Real-time optimization of wind farms using modifier adaptation and machine learning

Leif Erik Andersson and Lars Imsland Leif Erik Andersson and Lars Imsland
  • Norwegian University of Science and Technology, Department of Engineering Cybernetics, 7491 Trondheim, Norway

Abstract. Real-time optimization (RTO) covers a family of optimization methods that incorporate process measurements in the optimization to drive the real process (plant) to optimal performance while guaranteeing constraint satisfaction. Modifier Adaptation (MA) introduces zeroth and first-order correction terms (bias and gradients) for the cost and constraint functions. Instead of updating the plant model, in MA the optimization problem is updated directly from data guaranteeing to meet the necessary condition of optimality upon convergence.

The main burden of the MA approach is the estimation of the first-order modifiers of the cost and constraint functions at each RTO iteration. Finite-difference approximation is the most common approach that requires at least nu + 1 steady-state operation points to estimate the gradients, where nu is the number of control inputs. Obtaining these can require a long convergence time.

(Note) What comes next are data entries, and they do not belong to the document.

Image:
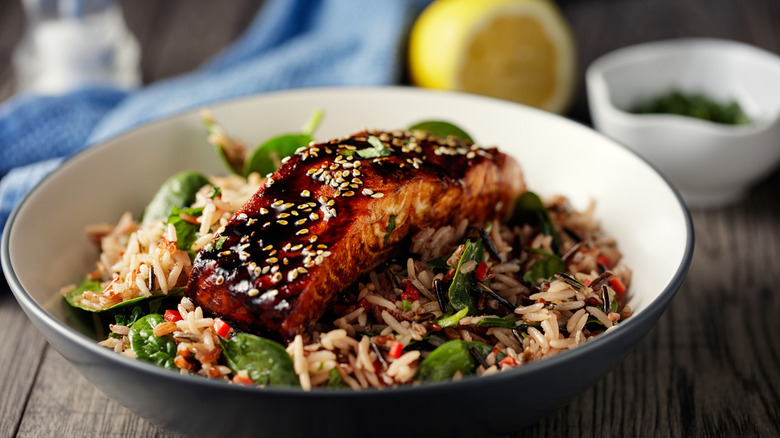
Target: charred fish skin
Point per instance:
(335, 210)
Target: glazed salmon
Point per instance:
(334, 211)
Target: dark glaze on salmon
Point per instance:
(322, 220)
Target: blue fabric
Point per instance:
(290, 44)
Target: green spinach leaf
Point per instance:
(265, 158)
(450, 357)
(266, 361)
(530, 209)
(463, 284)
(441, 129)
(148, 347)
(177, 191)
(186, 232)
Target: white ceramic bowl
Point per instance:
(44, 248)
(711, 164)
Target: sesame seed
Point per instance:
(270, 294)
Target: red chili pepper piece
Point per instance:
(221, 328)
(587, 282)
(618, 285)
(172, 315)
(410, 293)
(481, 271)
(396, 349)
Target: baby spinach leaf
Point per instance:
(452, 320)
(266, 361)
(377, 149)
(441, 129)
(94, 286)
(231, 151)
(148, 347)
(530, 209)
(186, 232)
(545, 267)
(177, 191)
(334, 379)
(462, 284)
(264, 159)
(450, 357)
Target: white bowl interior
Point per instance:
(723, 70)
(47, 248)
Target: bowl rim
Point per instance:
(600, 96)
(630, 327)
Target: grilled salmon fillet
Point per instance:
(334, 211)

For this reason, this work considers the use of Gaussian process (GP) regression to estimate the plant-model mismatch based on plant measurements, and replace the usual modifiers by these high order regression functions. GP is a probabilistic, non-parametric modelling technique well known in the machine learning community. The approach is tested on several numerical test cases simulating wind farms. It is shown that the approach is able to correct the model and converges to the plant optimal point. Several improvements for large inputs spaces, which is a challenging problem for the approach presented in the article, are discussed.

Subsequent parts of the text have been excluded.